Salem Twp. coal company helps ease villages financial burden

Salem Twp. coal company helps ease villages financial burden

An interesting situation developed in 1900 when the new mining village was erected at Jamison Coal Co.’s No. 2 mine on a branch of Crabtree Creek, which reveals the identity of the town involved.

The coal works were in Salem Township but the 50 houses were in Hempfield. Thus, the bulk of the taxes went to Salem while Hempfield had to serve the populace with schools and other services.

To ease the problem, the coal company provided rooms for school use and the coal to heat them, leaving the township only to provide the teacher. The site of the village was historic in that the British and Indians, with their prisoners, camped in the vicinity after the burning of Hanna’s Town and Miller’s Station in July 1782. They then fled toward the Kiskiminetas River before dawn.

In January 1902, a Fayette County newspaper carried this brief item: “Lt. George C. Marshall Jr. of Uniontown is assigned to the 30th U.S. Infantry, which will shortly sail for the Philippines. He is the son of George C. Marshall of Uniontown.”

The father was a Union officer in the Civil War. And that was the beginning of a career during which George Jr. rose to the post of World War II chief of staff of the U.S. Army and later served as the U.S. Secretary of State and Defense.

Burrell Township in Armstrong County, like its namesakes in Indiana and Westmoreland, was named for Judge Jeremiah Murry Burrell, who was on the bench at the time all three were organized in 1855, after earlier attempts to form Washington and Knox townships in the same general area had failed.

Early industries in the township area were powder mills operated by George Beck, which had an excellent reputation over a wide area; and John Shaeffer, the plow manufacturing of Frederick Altman; and the salt works of Christopher Hoover and Michael Townsend.

The industrial development of the Monongahela Valley around 1900 was an event of great significance in other places as well. Long-established businessmen in central Westmoreland recognized this rapid industrial growth as a great commercial opportunity and a group from Greensburg took a trip to Donora to appraise the situation there.

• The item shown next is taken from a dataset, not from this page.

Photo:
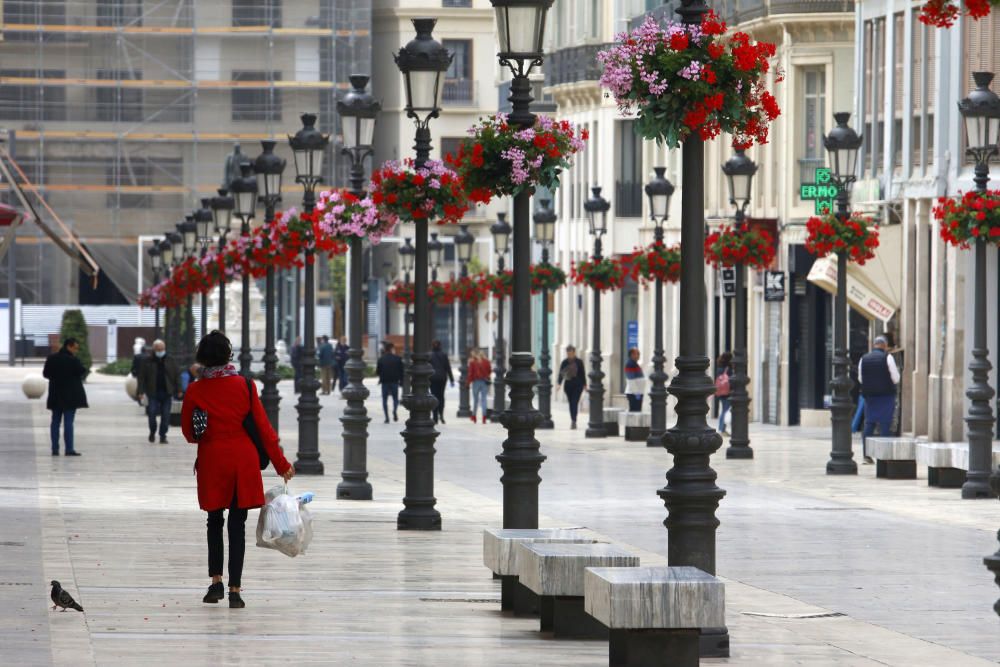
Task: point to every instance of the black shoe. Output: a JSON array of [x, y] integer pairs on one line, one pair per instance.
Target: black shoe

Donora was hailed as “the new Mecca” in a headline in the Greensburg Daily Tribune in August 1900, and the paper noted that the city had “sprung up so rapidly that a tramp going to sleep in a vacant lot awakes in the morning to find ten homes built over him.”

Of Charleroi, the paper said, “the McKean meadows are teeming with a population that is sending forth its products of manufacture to every sector of the globe.” And “Monessen is no longer an experiment but a reality.”

Also around 1900, one George Pollins of Greensburg had an unexpected experience of a summer evening. One Friday, he “hired a fine driving horse and rubber-tired runabout” at a local livery stable “for the purpose of driving near Mt. Pleasant to call upon a young lady.”

About 10:30 p.m. he “went to the porch to get his macintosh buggy robe” in preparation for his homeward trip. A person who couldn’t be seen in the darkness cut the rope with which his horse was tied , jumped into the buggy and headed rapidly for Greensburg.

The horse and buggy were found unharmed Saturday night at a fallen tree on a farm six miles south of Greensburg. A person in that neighborhood was suspected of having taken the rig to get home. History fails to record how Pollins got home.